Quanto accaduto a Dani Alves ha avuto un’eco internazionale, rimbalzando per giorni e giorni tra televisione, social network e giornali.

Venerdì 25 luglio 2014. La Federazione italiana gioco calcio è rimasta senza vertici all’indomani della disfatta degli Azzurri in Brasile e delle dimissioni di Giancarlo Abete. Il candidato alla presidenza Carlo Tavecchio interviene all’assemblea della Lega dilettanti. Nel discorso che segna ufficialmente la sua discesa in campo alla corsa per diventare il numero uno del calcio nazionale, scivola (è proprio il caso di dirlo) su una buccia di banana e pronuncia una frase razzista che subito scuote il mondo del calcio internazionale. La Fifa, fortemente impegnata nella lotta al razzismo, interviene subito e chiede un’inchiesta. 
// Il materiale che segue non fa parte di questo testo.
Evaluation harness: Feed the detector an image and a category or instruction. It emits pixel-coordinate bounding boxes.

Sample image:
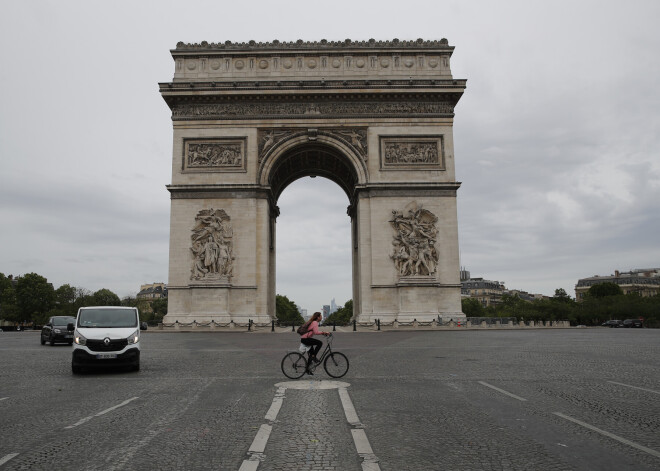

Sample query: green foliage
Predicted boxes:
[0,273,20,322]
[275,294,305,324]
[92,288,121,306]
[461,298,484,317]
[323,299,353,325]
[461,283,660,327]
[16,273,55,322]
[587,281,623,298]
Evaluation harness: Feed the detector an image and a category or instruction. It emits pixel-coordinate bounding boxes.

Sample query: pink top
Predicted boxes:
[300,321,323,339]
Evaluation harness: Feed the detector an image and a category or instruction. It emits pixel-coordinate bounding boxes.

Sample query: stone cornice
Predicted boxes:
[172,38,454,54]
[171,40,462,82]
[163,91,461,121]
[355,182,461,198]
[166,184,271,199]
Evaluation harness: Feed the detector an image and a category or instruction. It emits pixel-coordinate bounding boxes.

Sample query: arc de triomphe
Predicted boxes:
[159,39,466,323]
E in Italia? Mentre le associazioni calciatori e arbitri prendono subito le distanze dalle parole di Tavecchio e da più parti gli si chiede di fare un passo indietro, le Leghe fanno quadrato in difesa del “loro candidato”, cercando di minimizzare parole, presentando come una pioggia primaverile quella che di fatto è una vera e propria bufera.

Tra le fila dei grandi club in questi giorni sono pochi quelli che hanno il coraggio di dire che certe espressioni – per quanto “infelici” e “involontarie” – non devono far parte del linguaggio del presidente della Federazione dello sport più amato e praticato dagli italiani. 

«Quali valori educativi potrà più veicolare il mondo del calcio se il suo massimo dirigente è pronto a calpestare la dignità umana degli atleti? Quale modello di dirigente potrà essere nella lotta al razzismo?», si chiede Edio Costantini, presidente della Fondazione Giovanni Paolo II per lo Sport.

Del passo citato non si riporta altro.